In line with this design, the MDC formations were encouraged to unite behind the so-called "people-driven constitution" in an effort to postpone the harmonised elections from 2008 to 2010. Mr Tsvangirai failed to follow this U.S. plan as Sadc, through former South African President Thabo Mbeki, was pushing for a negotiated solution.
This led Dell to conclude that "Tsvangirai is ... a flawed figure, not readily open to advice, indecisive and with questionable judgement" in the 2007 cable to Washington.
It seems that Dell, at his departure, was quite sure that his regime change agenda had succeeded, and that, with the help of the donor community, especially USAID, change was in the offing.
He wrote: "Change is in the offing, we need to step up our preparations. The work done over the last year on transition planning has been extremely useful, both for stimulating a fresh look at our own assumptions and plans and for forging a common approach among the traditional donor community.
He makes an interesting revelation that was dismissed at the time – the revelation that NGOs were directly involved in regime change activities, in concert with the MDC-T.
Government briefly banned NGO work and asked all NGOs to re-register.
The MDC-T criticised government's move, but it is now clear that government was right in stating that NGOs were exceeding their mandate and meddling in internal politics.
Dell's leaked cable further reveals: "But the (regime change) process has lagged since the meetings in March in London and should be re-energized.

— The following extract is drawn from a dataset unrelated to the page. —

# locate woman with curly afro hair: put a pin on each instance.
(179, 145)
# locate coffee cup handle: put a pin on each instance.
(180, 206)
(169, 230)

It is encouraging in this respect that USAID Washington has engaged the Mission here in discussing how we would use additional resources in response to a genuinely reform-minded government."
He added: "I hope this will continue and the good work done so far will survive the usual bloodletting of the budget process."
While Dell admitted that African diplomacy was taking over the negotiating space, via mechanisms like Sadc, he however felt that the U.S. should lead the regime change process in Zimbabwe, citing countries like Australia and Britain and supragovernance structures like the E.U. and U.N. as failing to "pack enough punch".
This puts a stop to academic arguments that the U.S. was merely responding to a bilateral dispute between Zimbabwe and its ally, Britain. The U.S., it can now be categorically stated, has its own interests in changing the government of Zimbabwe, divorced from the standoff between Zimbabwe and Britain. That means any negotiations on sanctions removal, e.g. the E.U.-Zimbabwe talks, are mere moot points unless they involve the U.S. as well.
Dell concluded: "The Africans are only now beginning to find their voice. Rock solid partners like Australia don't pack enough punch to step out front and the U.N. is a non-player. Thus it falls to the U.S., once again, to take the lead, to say and do the hard things and to set the agenda."
Unfortunately, the MDC-T is not mentioned in any of these structures. They are a mere conduit for the realisation of U.S. foreign policy objectives in Zimbabwe and the region, and are a dispensable lot in the Washington's eyes. The sooner they realise this, the better for everybody.